THE WORLD'S GREATEST COMIC MAGAZINE

Man-about-graphics Bolt Upright lends us the benefit of his expertise:

My father used to buy me comic books. The reward for enduring a monthly scalping at the hands of the ex-Nazis who ran the local barbershop -- Heinz and Willy, the barbers of Belsen. It wasn't a fair trade. Dad got a son with a burr, and I got the world's greatest comic magazine; and more. I mean, yeah, OK, astronauts are astronauts if you're a kid and have a hero jones, but here's what I really needed: this guy Reed Richards, a mad scientist in the worst way, takes his girlfriend (Tuesday Weld in MY movie version), her kid brother, and a possibly deranged test pilot for a joyride in an experimental rocket. Not only do they get away with it, they end up with these incredible super powers.

Ben Grimm's incessant whining used to really chap my ass. Who was he kidding? I would have gladly taken lumpy orange skin, cartoon mouse hand and foot digit allotment, and who-knows-what-kind of genitalia for the ability to crush cheap essential scenery like papier-mache.

And, not to neglect the world's second greatest comic magazine, I watched spiders constantly for that tell-tale glow of radioactivity.

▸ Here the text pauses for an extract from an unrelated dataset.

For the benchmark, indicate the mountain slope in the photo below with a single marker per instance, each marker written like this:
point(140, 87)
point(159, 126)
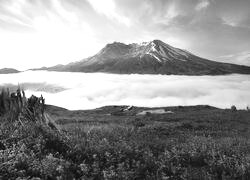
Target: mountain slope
point(153, 57)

When I was a child, I read comic books as a child; but when I became a man, I put away childish things, and bought the first six issues of AMERICAN FLAGG!, the world's greatest comic magazine.

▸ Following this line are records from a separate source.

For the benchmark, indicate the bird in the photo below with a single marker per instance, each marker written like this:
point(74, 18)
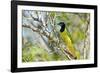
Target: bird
point(70, 49)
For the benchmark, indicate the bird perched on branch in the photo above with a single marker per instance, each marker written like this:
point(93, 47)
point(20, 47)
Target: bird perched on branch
point(70, 49)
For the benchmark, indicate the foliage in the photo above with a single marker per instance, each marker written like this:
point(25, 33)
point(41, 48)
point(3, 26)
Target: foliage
point(41, 39)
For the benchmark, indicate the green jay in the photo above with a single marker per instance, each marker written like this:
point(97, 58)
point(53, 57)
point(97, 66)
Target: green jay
point(70, 49)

Steranko's NICK FURY, AGENT OF SHIELD was the first comic that made me see the form as form, and the artist as auteur; MR. A, written and drawn by Steve Ditko, as bizarre and didactic as anything could possibly be, suggested nonetheless that fairly sophisticated ideological material might work in the comic book format; and more recently, the Frank Miller DAREDEVIL series with its fine balance of strong scripting, excellent art, well-developed characters, and the staples of entertainment, sex and violence, set a new high standard in the field.

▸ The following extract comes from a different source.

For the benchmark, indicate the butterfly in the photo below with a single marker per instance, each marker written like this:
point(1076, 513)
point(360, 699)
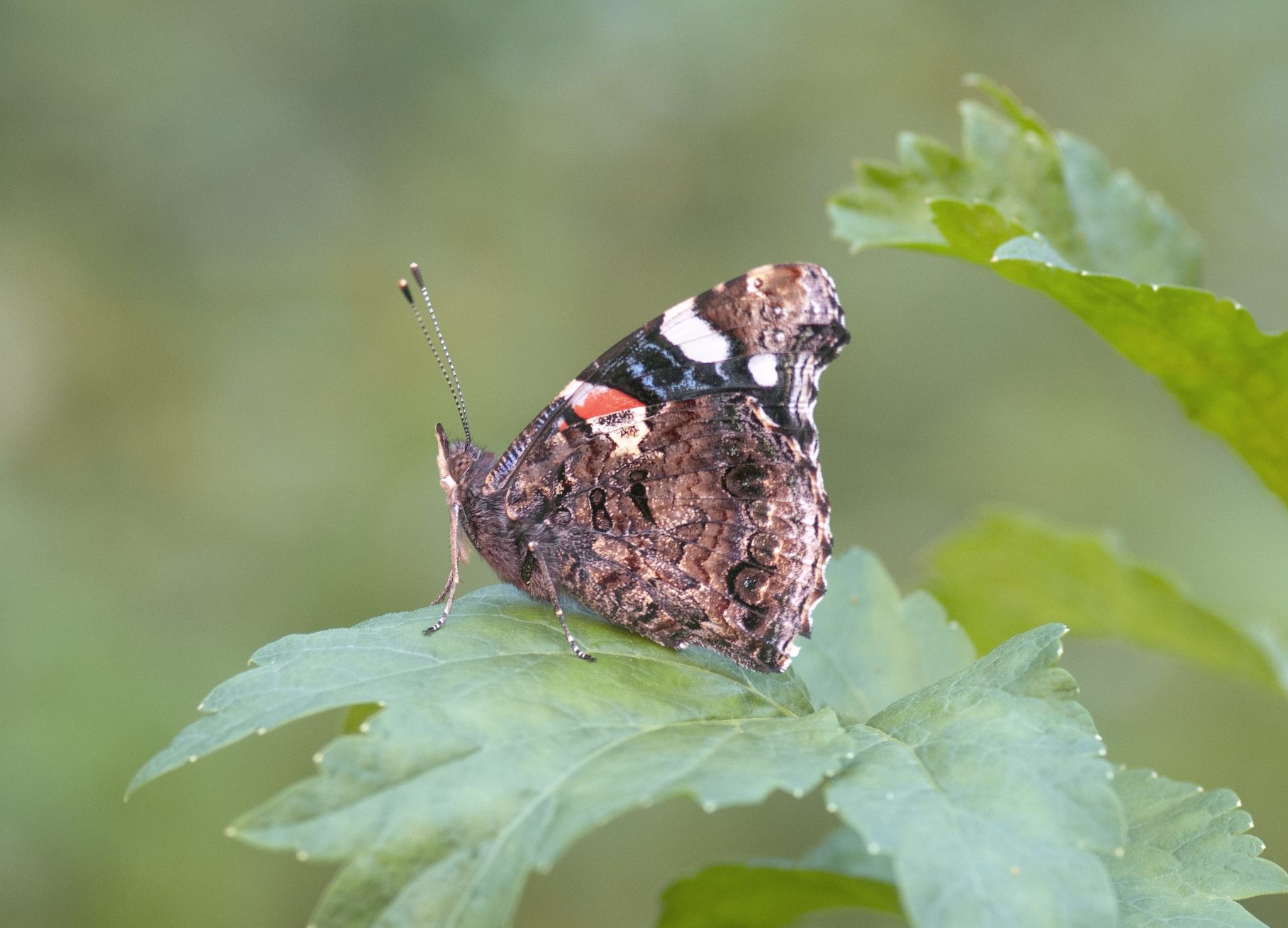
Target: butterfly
point(673, 486)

The field, represetned by Howard Chaykin and First Comics, responded immediately, and with such an amazing product that, after having read and re-read -- (when was the last time you wanted to re-read a comic book?) -- the first three issues of AMERICAN FLAGG!, I had the peculiar feeling that this was the first real comic book I had ever owned. There are terrific characters (the protagonist is an ex-vidporn star), impeccable art (every issue has a suitable for framing, right-in-your-goddamn-face cover), a multi-layered, conspiracy-ridden, paranoid, balls-out story line, got politics if you want it, lettering you won't believe (by Ken Bruzenak), and whatever sex and violence you require, but never tawdry or gratuitous.

In addition to all that stuff, AMERICAN FLAGG! is science fiction of a caliber that is almost impossible to find in comics and pretty scarce anywhere else. Yeah, there's hardware. Plenty of hardware. There's an adventure guy and his adventure girls, even talking animals with mechanical hands, but here's my point: good SF is a literature of ideas. The best science fiction builds a place for them to live. It's hard to imagine a denser, more intricate, cohesive creation that the world Chaykin constructs and populates in AMERICAN FLAGG. I used to ask myself, as the simplest way of judging a fictional creation, a future-world particularly, "Could it happen? Is this projected future reasonable?" I was on the wrong track. The question is, "DOES it happen?" In AMERICAN FLAGG, it happens.